BURIED

2010

RÉALISATION: Rodrigo Cortés
SCÉNARIO: Chris Sparling
AVEC: Ryan Reynolds, José Luis Garcia Pérez, Robert Paterson, Stephen Tobolowsky et Samantha Mathis

Faire autant avec si peu, on ne parle plus de talent, mais de génie !

Il fait noir, chaud, il est désorienté et la panique s’empare de lui. Un homme, Paul Conroy, se réveille pris au piège, enterré vivant, dans un cercueil. Il n’a qu’un briquet et un cellulaire et il doit tenter de sortir de là et découvrir pourquoi il s’y trouve!

D’une simplicité ahurissante, le scénario se trouve tout de même être riche et bourré de rebondissements. Chris Sparling a réussi à raconter une histoire seulement par le biais de conversation avec la femme de Paul, son patron ou un fonctionnaire. Même juste par l’écoute d’un message de répondeur on nous livre des bribes d’indices sur sa vie. Et même là, le scénario ne nous perd pas dans des dédales d’intrigues inutiles et superflues. Toute l’action est concentrée sur le cercueil, Paul et ses limites physiques.

Mais la beauté de Buried réside dans sa réalisation grandiose. Un seul lieu, un cercueil, et une multitude de plans serrés, contrôlés et ingénieux. Personnellement, je trouve que c’est signe d’un réalisateur de talent que de réussir à mettre le spectateur en haleine grâce à des scènes ou des actions anodines. Paul doit simplement réussir à se tourner de bord dans son cercueil pour trouver un indice et le tout devient aussi intense et palpitant que la meilleure scène d’action du monde. Il est évident que le réalisateur Rodrigo Cortés s’amuse, nous offrant une multitude de plans recherchés, telle qu’une vue d’en haut du cercueil, comme s’il n’avait pas de couvercle, la caméra collée de très prêt à Paul nous donnant l’impression d’être coincé a sa place. Ou simplement le plan d’un cercueil infini, en parallèle avec un sentiment de détresse du personnage.

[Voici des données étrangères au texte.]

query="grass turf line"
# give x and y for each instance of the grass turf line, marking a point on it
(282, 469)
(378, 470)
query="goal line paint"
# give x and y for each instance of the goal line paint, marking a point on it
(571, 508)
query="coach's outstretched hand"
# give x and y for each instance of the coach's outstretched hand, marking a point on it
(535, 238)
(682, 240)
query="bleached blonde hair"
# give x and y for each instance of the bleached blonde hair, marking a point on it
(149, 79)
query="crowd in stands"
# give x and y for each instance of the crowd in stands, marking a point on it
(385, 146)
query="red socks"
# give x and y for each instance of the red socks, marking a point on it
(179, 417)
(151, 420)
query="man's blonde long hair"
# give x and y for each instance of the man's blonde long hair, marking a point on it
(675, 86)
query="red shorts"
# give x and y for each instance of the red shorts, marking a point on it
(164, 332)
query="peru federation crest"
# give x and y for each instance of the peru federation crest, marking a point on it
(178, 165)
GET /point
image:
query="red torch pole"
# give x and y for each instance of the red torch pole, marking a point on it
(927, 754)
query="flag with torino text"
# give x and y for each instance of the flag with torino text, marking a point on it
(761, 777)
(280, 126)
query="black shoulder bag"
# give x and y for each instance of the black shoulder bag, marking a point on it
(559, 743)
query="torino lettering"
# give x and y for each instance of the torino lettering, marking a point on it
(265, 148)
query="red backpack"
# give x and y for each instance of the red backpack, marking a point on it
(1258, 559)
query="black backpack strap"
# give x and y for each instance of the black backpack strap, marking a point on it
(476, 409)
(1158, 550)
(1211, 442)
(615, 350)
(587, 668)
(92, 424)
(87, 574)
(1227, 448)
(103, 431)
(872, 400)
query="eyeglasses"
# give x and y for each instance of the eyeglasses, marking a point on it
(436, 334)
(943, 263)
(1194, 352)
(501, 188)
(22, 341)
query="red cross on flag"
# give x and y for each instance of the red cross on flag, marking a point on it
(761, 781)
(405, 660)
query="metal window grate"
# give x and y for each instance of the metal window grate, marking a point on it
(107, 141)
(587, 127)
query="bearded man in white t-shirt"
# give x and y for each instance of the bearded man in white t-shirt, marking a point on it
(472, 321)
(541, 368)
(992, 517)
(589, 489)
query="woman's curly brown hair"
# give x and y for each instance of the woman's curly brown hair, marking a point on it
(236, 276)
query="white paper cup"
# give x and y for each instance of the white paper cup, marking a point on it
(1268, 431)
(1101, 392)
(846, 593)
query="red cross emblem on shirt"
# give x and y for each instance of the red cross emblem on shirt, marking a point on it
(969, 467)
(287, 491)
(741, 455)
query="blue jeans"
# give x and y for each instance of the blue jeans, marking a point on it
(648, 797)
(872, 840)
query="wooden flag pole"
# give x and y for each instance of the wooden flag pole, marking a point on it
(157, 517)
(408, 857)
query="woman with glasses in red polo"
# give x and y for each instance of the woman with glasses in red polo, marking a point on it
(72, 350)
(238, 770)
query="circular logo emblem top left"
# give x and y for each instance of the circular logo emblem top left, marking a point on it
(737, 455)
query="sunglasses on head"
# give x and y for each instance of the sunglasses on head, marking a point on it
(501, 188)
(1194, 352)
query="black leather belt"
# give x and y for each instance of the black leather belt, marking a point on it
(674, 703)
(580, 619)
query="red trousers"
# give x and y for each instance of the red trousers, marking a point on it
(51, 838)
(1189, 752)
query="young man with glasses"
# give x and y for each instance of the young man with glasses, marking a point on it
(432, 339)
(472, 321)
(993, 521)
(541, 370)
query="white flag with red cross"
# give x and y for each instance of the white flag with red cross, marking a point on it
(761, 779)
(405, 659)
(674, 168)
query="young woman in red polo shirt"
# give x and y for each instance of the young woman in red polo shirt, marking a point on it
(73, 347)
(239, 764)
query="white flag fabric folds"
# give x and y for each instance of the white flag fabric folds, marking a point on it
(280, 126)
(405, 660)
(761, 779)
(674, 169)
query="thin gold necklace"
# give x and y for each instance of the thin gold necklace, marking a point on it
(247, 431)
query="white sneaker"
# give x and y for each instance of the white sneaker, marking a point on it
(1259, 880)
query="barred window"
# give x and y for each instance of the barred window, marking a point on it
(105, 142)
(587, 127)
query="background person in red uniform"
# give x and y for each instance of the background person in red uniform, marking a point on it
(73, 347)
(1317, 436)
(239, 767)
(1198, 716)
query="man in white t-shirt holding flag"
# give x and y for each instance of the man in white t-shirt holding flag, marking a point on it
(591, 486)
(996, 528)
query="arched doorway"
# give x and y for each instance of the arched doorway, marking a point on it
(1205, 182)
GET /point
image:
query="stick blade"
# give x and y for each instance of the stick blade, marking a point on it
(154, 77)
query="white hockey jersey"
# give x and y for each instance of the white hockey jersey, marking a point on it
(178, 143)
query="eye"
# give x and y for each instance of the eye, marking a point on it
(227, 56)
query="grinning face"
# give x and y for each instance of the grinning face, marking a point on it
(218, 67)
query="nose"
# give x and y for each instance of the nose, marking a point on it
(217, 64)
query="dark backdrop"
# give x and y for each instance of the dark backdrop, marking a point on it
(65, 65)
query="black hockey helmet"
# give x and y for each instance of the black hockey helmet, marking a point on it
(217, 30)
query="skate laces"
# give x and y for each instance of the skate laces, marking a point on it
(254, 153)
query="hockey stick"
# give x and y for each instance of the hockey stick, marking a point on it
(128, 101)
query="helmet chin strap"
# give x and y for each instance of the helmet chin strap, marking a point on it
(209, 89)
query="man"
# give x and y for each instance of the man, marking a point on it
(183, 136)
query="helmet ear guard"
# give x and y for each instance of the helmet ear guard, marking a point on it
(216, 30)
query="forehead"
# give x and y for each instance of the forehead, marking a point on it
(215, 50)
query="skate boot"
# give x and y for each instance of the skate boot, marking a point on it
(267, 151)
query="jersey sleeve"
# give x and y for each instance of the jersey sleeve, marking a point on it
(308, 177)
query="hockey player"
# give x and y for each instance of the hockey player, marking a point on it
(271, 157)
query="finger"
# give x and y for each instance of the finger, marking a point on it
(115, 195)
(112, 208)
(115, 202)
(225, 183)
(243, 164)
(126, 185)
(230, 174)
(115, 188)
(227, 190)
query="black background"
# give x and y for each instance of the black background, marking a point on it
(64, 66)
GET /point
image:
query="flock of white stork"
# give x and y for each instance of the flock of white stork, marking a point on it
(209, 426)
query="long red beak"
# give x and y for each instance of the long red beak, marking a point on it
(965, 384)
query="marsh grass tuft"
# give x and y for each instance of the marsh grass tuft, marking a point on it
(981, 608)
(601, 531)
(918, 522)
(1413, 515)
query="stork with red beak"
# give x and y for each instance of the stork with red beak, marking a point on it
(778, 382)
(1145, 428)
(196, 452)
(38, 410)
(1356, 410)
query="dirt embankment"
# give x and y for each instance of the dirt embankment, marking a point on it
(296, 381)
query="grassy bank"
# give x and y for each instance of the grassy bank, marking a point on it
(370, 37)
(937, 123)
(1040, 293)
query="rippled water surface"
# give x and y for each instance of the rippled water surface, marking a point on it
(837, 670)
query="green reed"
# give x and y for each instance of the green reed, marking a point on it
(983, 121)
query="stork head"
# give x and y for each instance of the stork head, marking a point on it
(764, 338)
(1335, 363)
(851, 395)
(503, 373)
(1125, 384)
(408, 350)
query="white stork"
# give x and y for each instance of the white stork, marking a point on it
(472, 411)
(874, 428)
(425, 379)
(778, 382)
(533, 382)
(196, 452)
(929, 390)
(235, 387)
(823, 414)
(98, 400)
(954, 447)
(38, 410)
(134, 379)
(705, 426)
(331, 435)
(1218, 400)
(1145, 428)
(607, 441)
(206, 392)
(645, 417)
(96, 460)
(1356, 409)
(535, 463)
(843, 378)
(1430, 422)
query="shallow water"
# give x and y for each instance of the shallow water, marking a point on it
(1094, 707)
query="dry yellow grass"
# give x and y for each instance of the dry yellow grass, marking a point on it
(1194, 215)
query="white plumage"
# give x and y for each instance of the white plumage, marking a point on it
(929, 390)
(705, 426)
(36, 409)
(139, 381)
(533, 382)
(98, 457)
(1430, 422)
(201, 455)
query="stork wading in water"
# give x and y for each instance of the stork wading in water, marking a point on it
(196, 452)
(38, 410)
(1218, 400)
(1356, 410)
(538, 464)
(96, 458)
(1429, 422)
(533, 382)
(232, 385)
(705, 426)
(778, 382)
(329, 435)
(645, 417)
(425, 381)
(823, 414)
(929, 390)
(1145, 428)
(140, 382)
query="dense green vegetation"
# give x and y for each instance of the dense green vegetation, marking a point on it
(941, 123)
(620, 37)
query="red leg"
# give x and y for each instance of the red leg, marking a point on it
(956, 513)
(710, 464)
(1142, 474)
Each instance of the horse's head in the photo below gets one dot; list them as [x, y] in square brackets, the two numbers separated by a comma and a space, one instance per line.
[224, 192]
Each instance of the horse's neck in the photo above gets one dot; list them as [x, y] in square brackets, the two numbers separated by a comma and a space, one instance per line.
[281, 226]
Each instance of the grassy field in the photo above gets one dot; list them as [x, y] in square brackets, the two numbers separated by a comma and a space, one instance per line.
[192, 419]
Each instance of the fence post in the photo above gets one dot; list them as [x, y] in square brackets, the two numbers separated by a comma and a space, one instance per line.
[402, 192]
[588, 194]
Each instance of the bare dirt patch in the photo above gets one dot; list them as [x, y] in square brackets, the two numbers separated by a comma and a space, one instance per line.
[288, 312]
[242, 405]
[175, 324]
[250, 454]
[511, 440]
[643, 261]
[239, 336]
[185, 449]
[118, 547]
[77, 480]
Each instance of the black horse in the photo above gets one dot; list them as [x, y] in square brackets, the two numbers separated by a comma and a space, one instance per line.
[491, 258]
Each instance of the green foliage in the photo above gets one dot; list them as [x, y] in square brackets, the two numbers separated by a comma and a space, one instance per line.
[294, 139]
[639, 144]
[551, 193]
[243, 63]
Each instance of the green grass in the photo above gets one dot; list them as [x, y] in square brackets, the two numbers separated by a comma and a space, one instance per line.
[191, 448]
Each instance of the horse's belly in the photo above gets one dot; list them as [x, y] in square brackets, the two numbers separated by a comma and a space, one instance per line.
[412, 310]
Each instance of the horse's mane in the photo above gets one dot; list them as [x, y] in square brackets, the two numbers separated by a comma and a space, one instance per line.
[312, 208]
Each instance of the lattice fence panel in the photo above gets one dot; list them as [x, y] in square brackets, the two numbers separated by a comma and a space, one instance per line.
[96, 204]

De plus, tout le film n’est éclairé que par les quelques objets que possède Paul, c'est-à-dire un briquet et un cellulaire. Il n’y a aucun autre éclairage artificiel, donnant des images d’une simplicité ahurissante, mais empreintent d’émotion. Et le pire, c’est que l’utilisation de presque une heure trente de lumière a actuellement du sens. Le briquet n’est pas allumé en permanence, seulement lorsque Paul panique ou a besoin de lumière. Même chose pour le cellulaire, qui n’éclaire qu’à peine et seulement lorsque Paul s’en sert. Et Cortés n’a pas peur d’utiliser la noirceur non plus à son avantage.

Sparling aussi se fait du fun. Voulant déstabiliser le spectateur, il a créé une suite de fausses fins à la Lord of the Rings. Tel un saut en parachute, on tombe vers une fin et hop, on repart vers le haut, le saut n’étant pas fini et ainsi de suite quelques fois. Chaque fin tentant de surpasser l’autre jusqu'à une conclusion satisfaisante et glauque.

Un aspect aidant la claustrophobie induite par le film est que nous ne voyons jamais d’autres personnages que Paul, on ne fait que les entendre au téléphone, nous faisant sentir comme si nous étions seuls au monde, isolés. De plus, surtout lors des discussions avec le fonctionnaire chargé de la cellule antienlèvement et le terroriste, le fait de ne pas voir le personnage accentue l’état de détresse, de peur. Qu’une personne au visage inconnue ait le pouvoir de vie ou de mort sur nous, nous fait sentir comme si nous n’étions rien, qu’un pion sur un échiquier politique mondial comme un simple humain prit dans le combat éternel entre Dieu et Satan.

C’est honnêtement un crime que Ryan Reynold n’ait reçu aucune nomination pour ce film. Alors qu’il nous a habitués à des comédies légères et un jeu désinvolte, ici, il brille de talent. Il ne fait pas juste jouer son personnage, il semble le vivre. Il n’est pas juste beau comme un Dieu et drôle, il a décidément du talent en plus… le tabarnack!

Le film n’est pas sans défaut, bien entendu. Il y a bien quelques éléments du scénario qui m’ont semblé trop tirés par les cheveux et trop spectaculaires à mon avis, mais leur somme n’est pas assez forte pour ternir l’image ultra positive du film. Disons simplement que comme pour tout dans la vie, il faut en prendre et en laisser.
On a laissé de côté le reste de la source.